Similarly to maca, though perhaps less well known, bee pollen is used to an all-around energy aid and stress-reliever.

It is considered one of nature’s most complete foods as it possesses nearly all the nutrients we require. 

Bee pollen is a source of protein and also contains vitamins (inc. B-complex), minerals, co-enzymes and amino acids.

First-time users are recommended to start with 1 single piece of bee pollen under their tongue to check for any intolerance, before increasing the amount taken the next day.

I purchase my bee pollen from LiveMoor.co.uk, a natural living store that’s just down the road from me on the edge of Dartmoor. They also supply maca powder and chia seeds, though I already had copious amounts of both of those. 
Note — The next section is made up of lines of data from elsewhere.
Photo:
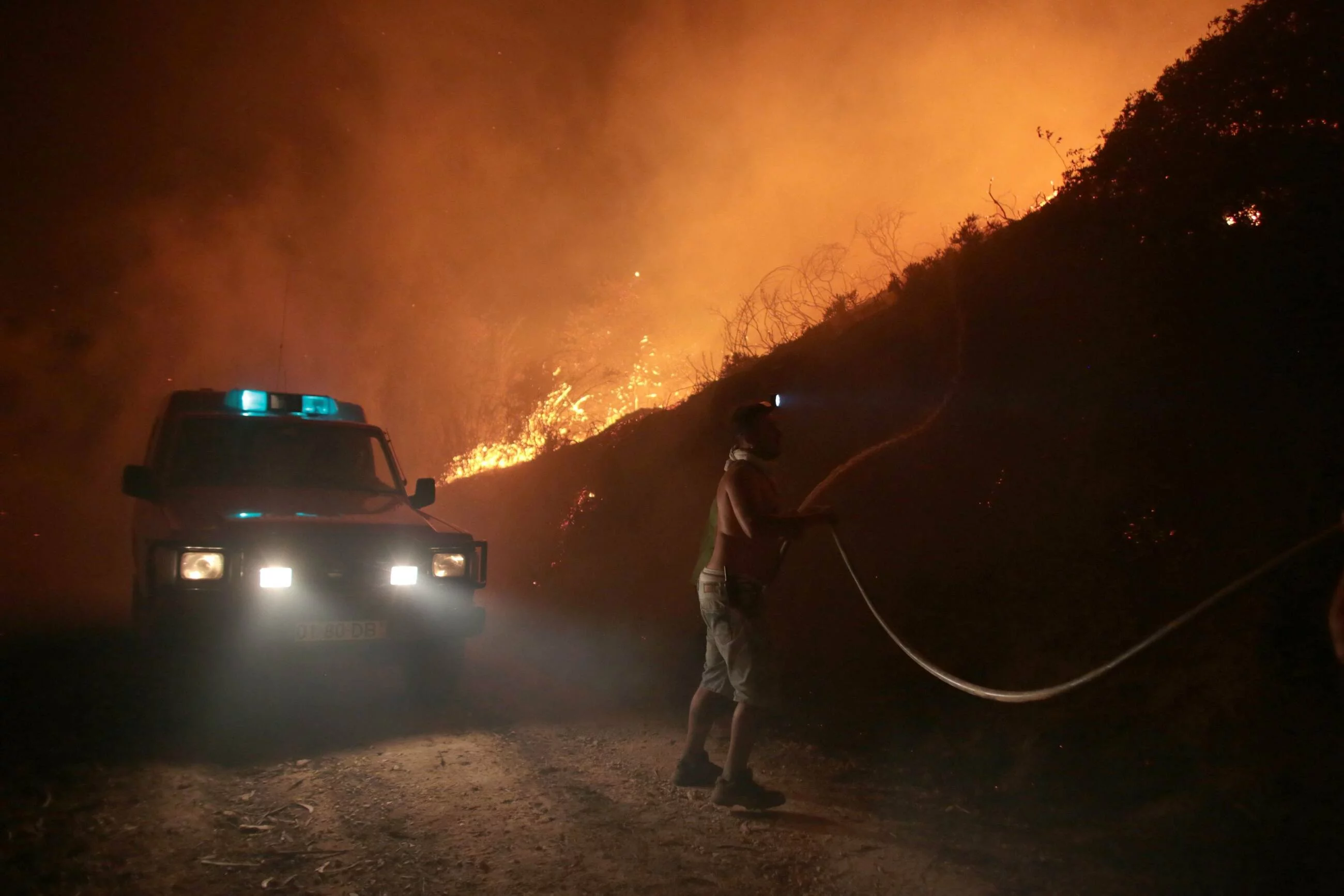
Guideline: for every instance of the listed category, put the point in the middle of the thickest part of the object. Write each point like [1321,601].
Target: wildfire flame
[565,418]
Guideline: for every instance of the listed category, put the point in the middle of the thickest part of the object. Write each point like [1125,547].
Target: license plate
[342,630]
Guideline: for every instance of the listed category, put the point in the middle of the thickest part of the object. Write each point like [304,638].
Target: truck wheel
[435,672]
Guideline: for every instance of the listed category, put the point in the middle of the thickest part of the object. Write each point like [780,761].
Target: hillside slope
[1147,405]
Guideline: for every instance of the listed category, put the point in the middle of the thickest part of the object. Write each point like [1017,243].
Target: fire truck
[277,526]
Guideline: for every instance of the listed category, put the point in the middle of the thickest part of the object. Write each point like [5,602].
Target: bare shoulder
[744,478]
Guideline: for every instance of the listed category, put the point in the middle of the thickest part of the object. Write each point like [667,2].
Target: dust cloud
[405,205]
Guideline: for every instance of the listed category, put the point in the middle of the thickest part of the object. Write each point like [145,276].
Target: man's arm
[1338,620]
[747,496]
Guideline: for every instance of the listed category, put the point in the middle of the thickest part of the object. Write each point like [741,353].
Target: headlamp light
[449,566]
[198,566]
[276,577]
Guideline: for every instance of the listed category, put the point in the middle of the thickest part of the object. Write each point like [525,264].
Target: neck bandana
[742,456]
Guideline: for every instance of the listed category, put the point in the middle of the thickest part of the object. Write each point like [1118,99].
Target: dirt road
[534,809]
[344,787]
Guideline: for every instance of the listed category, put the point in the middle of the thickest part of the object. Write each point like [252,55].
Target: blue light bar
[319,405]
[247,401]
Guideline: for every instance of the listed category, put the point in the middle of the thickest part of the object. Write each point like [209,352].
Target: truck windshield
[281,453]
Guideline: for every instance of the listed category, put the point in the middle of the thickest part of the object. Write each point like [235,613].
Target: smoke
[401,205]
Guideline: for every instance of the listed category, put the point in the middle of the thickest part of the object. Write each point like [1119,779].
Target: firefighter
[741,664]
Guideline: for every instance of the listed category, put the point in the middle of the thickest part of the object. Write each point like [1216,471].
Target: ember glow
[569,415]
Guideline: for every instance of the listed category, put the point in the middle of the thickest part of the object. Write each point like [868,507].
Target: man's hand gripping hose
[1054,691]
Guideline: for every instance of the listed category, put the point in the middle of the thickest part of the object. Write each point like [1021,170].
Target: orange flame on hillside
[562,418]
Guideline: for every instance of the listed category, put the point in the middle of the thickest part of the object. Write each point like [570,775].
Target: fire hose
[1038,693]
[1054,691]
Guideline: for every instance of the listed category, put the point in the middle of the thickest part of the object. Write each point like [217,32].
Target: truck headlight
[449,566]
[196,566]
[405,575]
[276,577]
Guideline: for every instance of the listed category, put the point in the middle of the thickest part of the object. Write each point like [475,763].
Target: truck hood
[218,508]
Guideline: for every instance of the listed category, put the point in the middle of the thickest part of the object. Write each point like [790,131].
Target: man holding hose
[740,662]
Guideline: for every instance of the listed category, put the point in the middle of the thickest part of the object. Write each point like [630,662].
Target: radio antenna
[284,315]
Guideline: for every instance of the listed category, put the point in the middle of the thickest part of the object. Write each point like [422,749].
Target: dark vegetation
[1148,405]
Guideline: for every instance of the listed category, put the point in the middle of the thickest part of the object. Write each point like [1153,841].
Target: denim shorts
[740,659]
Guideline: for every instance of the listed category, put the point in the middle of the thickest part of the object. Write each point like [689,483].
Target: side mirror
[424,493]
[139,483]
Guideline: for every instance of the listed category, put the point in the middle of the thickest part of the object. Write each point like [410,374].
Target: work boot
[697,771]
[745,792]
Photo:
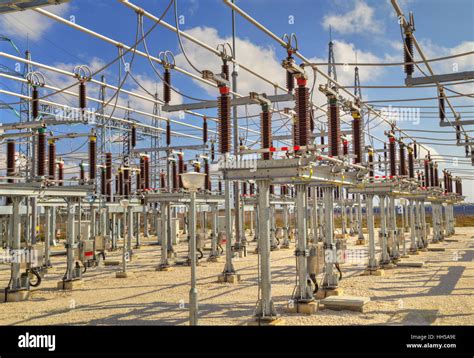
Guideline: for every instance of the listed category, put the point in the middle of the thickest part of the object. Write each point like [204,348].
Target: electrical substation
[121,205]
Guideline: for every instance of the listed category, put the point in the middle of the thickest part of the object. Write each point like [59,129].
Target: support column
[265,307]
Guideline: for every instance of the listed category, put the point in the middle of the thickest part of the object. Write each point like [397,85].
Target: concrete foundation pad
[436,249]
[276,321]
[122,274]
[70,285]
[111,263]
[377,272]
[351,303]
[411,264]
[17,296]
[323,293]
[229,278]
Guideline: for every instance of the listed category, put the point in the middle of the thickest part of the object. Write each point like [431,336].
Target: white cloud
[29,24]
[359,20]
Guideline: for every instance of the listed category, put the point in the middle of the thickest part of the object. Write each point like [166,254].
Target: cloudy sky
[366,30]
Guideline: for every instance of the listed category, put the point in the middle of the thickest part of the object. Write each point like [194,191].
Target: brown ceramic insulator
[120,191]
[52,160]
[266,132]
[174,176]
[82,174]
[302,124]
[168,134]
[147,173]
[92,157]
[371,165]
[432,179]
[204,130]
[392,156]
[408,54]
[162,180]
[207,183]
[60,173]
[133,137]
[224,125]
[403,165]
[411,163]
[225,71]
[427,172]
[334,128]
[82,96]
[442,112]
[108,176]
[356,138]
[290,81]
[103,189]
[41,153]
[126,182]
[35,103]
[167,86]
[11,169]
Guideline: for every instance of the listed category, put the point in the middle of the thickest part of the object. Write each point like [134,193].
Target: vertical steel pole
[193,296]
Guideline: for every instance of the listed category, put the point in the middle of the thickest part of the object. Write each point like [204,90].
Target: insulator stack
[140,183]
[334,128]
[411,163]
[204,130]
[92,157]
[11,169]
[82,173]
[174,175]
[133,136]
[168,133]
[126,181]
[403,165]
[167,86]
[393,155]
[207,183]
[356,137]
[147,173]
[35,103]
[266,132]
[162,180]
[41,154]
[432,179]
[60,173]
[51,160]
[108,176]
[371,164]
[120,182]
[302,112]
[224,125]
[345,147]
[82,96]
[442,113]
[427,173]
[181,169]
[408,54]
[225,70]
[103,190]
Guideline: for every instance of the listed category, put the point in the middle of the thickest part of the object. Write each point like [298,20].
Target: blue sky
[368,27]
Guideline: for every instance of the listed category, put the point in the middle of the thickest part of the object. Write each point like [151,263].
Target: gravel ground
[440,293]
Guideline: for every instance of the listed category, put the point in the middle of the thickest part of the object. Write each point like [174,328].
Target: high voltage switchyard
[125,205]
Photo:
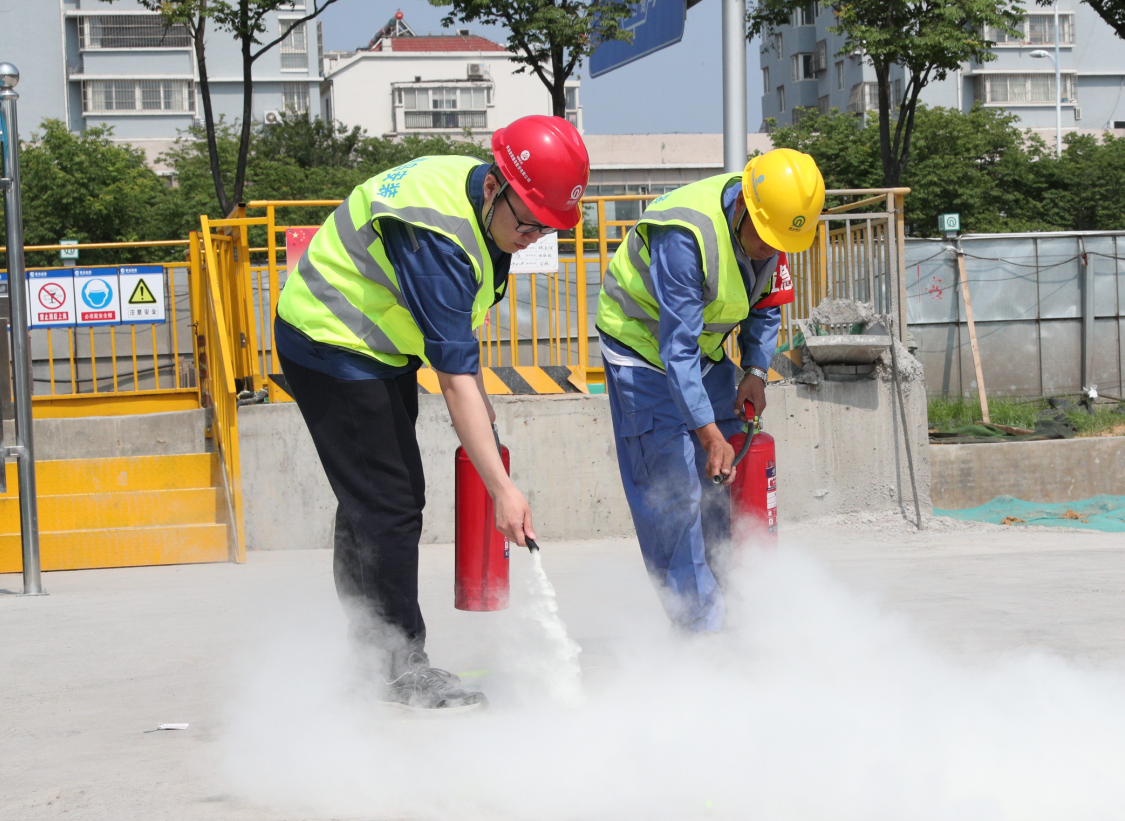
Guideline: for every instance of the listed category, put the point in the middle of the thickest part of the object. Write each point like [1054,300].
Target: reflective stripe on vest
[628,309]
[345,291]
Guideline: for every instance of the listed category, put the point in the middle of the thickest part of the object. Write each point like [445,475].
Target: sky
[677,89]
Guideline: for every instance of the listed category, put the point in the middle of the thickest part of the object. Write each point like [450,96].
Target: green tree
[979,164]
[1086,187]
[550,37]
[89,188]
[928,38]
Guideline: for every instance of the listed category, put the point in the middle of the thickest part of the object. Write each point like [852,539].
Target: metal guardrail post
[20,342]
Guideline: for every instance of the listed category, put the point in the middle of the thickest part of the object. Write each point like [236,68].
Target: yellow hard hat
[784,194]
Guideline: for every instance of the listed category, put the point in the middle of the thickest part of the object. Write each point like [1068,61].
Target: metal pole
[20,348]
[734,86]
[1058,88]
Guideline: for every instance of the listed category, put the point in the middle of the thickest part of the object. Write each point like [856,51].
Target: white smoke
[815,704]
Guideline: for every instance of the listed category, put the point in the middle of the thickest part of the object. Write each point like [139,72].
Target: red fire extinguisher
[754,490]
[480,551]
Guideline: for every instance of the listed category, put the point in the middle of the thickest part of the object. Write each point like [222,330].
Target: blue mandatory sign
[97,294]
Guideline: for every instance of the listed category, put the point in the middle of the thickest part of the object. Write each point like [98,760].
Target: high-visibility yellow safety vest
[627,308]
[345,292]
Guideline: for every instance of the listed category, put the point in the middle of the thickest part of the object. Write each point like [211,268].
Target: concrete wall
[839,450]
[1058,470]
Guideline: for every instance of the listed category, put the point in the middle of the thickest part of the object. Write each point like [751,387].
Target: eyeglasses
[527,227]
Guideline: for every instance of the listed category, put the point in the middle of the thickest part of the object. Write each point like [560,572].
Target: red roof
[441,43]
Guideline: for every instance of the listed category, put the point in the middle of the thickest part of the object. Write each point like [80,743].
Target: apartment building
[404,83]
[92,63]
[803,68]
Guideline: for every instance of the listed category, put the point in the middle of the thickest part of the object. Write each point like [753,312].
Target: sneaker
[424,687]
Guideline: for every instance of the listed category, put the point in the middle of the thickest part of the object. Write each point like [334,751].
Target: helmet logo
[754,182]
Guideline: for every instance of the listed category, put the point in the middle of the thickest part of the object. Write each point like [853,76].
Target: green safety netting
[1105,513]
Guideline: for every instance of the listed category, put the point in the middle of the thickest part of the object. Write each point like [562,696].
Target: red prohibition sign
[52,296]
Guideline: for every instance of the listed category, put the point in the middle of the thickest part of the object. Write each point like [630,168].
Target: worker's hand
[720,454]
[513,515]
[752,389]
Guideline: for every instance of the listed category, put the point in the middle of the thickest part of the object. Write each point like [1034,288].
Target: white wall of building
[358,88]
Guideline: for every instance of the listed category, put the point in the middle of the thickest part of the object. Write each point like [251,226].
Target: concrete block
[840,449]
[1055,470]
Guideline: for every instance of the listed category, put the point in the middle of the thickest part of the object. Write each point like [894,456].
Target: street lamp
[1038,54]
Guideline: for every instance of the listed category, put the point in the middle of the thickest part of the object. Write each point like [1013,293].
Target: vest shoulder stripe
[710,250]
[423,217]
[630,306]
[357,243]
[336,303]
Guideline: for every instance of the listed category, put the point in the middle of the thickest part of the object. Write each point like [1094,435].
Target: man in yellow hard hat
[701,261]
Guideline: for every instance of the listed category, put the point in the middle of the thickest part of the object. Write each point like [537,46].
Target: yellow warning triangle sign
[142,295]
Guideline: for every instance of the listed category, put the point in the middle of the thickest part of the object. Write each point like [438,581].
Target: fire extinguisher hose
[744,450]
[531,542]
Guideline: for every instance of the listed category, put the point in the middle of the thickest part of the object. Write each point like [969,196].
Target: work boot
[424,687]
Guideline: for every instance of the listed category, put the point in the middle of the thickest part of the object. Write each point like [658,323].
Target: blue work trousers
[682,517]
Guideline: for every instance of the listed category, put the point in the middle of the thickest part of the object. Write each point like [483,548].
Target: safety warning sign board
[97,299]
[51,297]
[142,292]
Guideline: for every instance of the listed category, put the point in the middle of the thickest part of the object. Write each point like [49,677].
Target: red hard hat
[546,162]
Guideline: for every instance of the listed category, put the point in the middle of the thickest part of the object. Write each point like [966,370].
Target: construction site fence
[126,368]
[549,318]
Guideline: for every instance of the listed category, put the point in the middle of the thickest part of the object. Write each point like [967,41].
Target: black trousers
[365,434]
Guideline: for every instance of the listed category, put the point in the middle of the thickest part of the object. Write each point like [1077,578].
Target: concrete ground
[108,655]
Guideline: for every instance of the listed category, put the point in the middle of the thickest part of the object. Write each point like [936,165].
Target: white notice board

Contraindications: Do not use if you are allergic to pollen or are pregnant.

Slippery Elm Powder: 

A popular ingredient in herbal remedies, slippery elm is touted for its wonderful soothing, strengthening and healing qualities. 

Plus, the name just makes me laugh every single time I hear it.

Contraindications: If you are on medication, taking slippery elm in tandem can decrease the effectiveness of your medication. WedMD recommends taking slippery elm at least one hour after you take your medication to prevent this interaction. 

Optional: Turmeric/Curcumin Supplement

Turmeric, or specifically curcumin extract, is renowned for its anti-inflammatory effects on the body. As turmeric is fat-soluble, to optimise absorption, take your turmeric or curcumin supplement with fat. This breakfast bowl contains healthy fats in the forms of yoghurt, nuts and seeds.

Super-Seed Breakfast Bowl Recipe:

 

Ingredients: 

  • Plain, cultured, dairy-free yoghurt or kefir
  • ‘Super-Seed’ ground mixture 
  • Chia seeds
  • Superfoods of choice (I use maca, bee pollen and goji seeds)
  • Almonds
  • 1-2 teaspoons of psyllium hulls or slippery elm powder
  • Fresh fruit or berries
  • Optional: Turmeric/curcumin supplement

Super-Seed Ground Mixture:

  • Linseed/Flaxseed
  • Pumpkin seeds 
  • Sesame seeds 
  • Sunflower seeds 

Instructions:

1. Ideally, soak the almonds overnight – but don’t let that stop you from having this today. Soaked almonds will last for a week in the fridge. 

2. Pour half a cup of plain, cultured, dairy-free yoghurt or kefir into your bowl.

3. Coarsely grind the seeds, almonds (and psyllium hulls if you’re using them) and then add the ground mixture on top of the yoghurt.

4. Sprinkle any powder you are using (slippery elm and superfood powders such as maca) over the ground seed mixture. 

5. Top with chia seeds, superfoods such as bee pollen and goji berries and fresh fruit or berries. 

(Optional: Consume with a turmeric/curcumin supplement.)

 

  • Aim for approx. 2-3 tablespoons of the ground mix. It’s not an exact science, but use a higher ratio of linseed/flaxseed than each of the other seeds. 
  • Most smoothie makers have a special grinding blade, otherwise, you can use a coffee grinder.
  • Ground seeds become rancid quickly so make fresh daily.